I'll let Charlton Heston deliver my lede:
Property tycoon Donald Trump, one of America's most flamboyant and outspoken billionaires, threw his hat into the 2016 race Tuesday for the White House, promising to make America great again. The sixty-nine-year-old long-shot candidate ridiculed the country's current crop of politicians as "stupid" and vowed to take on the growing might of China in a speech launching his run for the presidency.
"I am officially running for president of the United States and we are going to make our country great again," he said from a podium bedecked in U.S. flags at Trump Tower on New York's Fifth Avenue.
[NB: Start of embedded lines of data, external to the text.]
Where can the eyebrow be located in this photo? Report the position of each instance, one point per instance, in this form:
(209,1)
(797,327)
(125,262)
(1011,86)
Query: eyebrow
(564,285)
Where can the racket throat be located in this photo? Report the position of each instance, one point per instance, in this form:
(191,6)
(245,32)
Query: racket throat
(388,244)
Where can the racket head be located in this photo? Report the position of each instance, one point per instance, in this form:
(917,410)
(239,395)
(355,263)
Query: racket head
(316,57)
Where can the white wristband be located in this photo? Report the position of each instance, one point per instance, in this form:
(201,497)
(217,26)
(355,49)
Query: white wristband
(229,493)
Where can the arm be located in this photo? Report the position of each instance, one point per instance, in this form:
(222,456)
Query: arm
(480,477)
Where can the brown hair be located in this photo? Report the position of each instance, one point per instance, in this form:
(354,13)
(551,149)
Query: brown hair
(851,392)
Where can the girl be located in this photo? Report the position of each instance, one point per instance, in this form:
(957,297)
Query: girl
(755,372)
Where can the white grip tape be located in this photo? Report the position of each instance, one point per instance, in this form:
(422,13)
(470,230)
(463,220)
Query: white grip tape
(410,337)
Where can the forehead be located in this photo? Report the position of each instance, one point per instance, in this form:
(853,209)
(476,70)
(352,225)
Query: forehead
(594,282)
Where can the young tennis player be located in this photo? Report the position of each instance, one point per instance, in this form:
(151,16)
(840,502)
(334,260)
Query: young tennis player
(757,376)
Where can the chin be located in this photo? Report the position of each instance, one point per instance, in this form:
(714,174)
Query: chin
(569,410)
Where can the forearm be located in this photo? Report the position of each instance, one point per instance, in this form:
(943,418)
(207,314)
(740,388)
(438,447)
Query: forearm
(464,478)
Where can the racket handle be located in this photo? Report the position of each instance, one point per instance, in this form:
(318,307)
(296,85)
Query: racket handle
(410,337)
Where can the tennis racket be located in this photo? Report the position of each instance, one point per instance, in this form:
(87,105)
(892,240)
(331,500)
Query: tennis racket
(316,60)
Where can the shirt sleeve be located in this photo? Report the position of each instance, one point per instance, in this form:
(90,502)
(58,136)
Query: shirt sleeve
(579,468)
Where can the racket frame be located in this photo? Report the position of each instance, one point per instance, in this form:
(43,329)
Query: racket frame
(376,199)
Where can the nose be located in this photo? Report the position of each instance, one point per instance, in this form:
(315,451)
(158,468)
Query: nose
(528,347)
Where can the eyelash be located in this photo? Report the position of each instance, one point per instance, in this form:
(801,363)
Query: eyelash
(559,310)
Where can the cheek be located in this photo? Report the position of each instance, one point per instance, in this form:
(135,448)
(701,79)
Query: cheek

The vid above was more about the "[H}e finally, really did it!", not so much the "You blew it up!". The Donald isn't going to "blow up" the GOP field. He didn't even specifically say that he was running for the Republican nomination; everybody is simply assuming it. Which, I suppose, is the only actual political leverage he has, because running as an independent in 2016, and obviously able to self-finance such a campaign out of his estimated $9 billion fortune, Trump could be a what Michael Bloomberg always wanted to be but never quite had the resources or "oomph" to pull off, a "super Ross Perot" who, if he had a mind to it or if the GOP pissed him off, could make 2016 a triple threat contest that crippled the Republican nominee and guaranteed a third Clinton term.
I'm not sure what exactly would piss off Trump that wouldn't involve any pokes at his Obama-sized ego. But then, that ego, as Allahpundit observes, is why he won't stick around himself long enough for voters to demonstrate with their ballots how unpopular and unserious a faux pol Trump really is. And why would he bother and throw away good money (no matter how much of it he has) when he can use the aforementioned leverage to play kingmaker instead?:
There’s a catch. There’s got to be. There’s no way Trump will subject himself to the humiliation of finishing twenty points behind Bush, Rubio, or Walker in the early states. One way or another, it’ll never reach that point. Jamie Weinstein of the Daily Caller thinks today’s event is actually a fake-out and that Trump’s planning to announce the formation of a Super PAC, not his candidacy. That way he can throw money around in the primary and play kingmaker without subjecting himself to rejection by the voters. Another possibility is that he jumps in, hangs around in the race for awhile so that he can participate in the debates, and then finds some pretext to drop out before Iowa if his polling continues to disappoint. He won’t subject himself to the caucuses and to a vote in New Hampshire unless, against all odds, he looks poised to win.
Why couldn't he do both? Pretend to be a candidate for now, get on those debate stages through sheer universal name recognition, monopolize the mic to dispense his trademark bombast, look at all the other GOP "hopefuls" and bellow, "You're all FIRED!!!", draw a ton of Trumpcentric press, then drop out with Tony Stark-esque fanfare ("What more do you want? I tried to play ball with those assclowns. My bond is with the people, and I will serve this great nation at the pleasure of...myself.") and THEN announce the formation of "TrumpPAC"? And, long about a year from now, THEN announce an independent "third party" run?
Have I stumbled upon the Trump master plan? You have to admit, it would be the ego capstone to his peculiar public journey.
In the Marvel Cinematic Universe, Tony Stark found his destiny not as a munitions tychoon, but in a suit of "avenging" high-tech armor. In real life, Donald Trump has found his destiny in a bouffant and a big mouth. And yet he may wind up having a bigger impact than Iron Man ever did. And not for the better.
He couldn't have put it any better himself.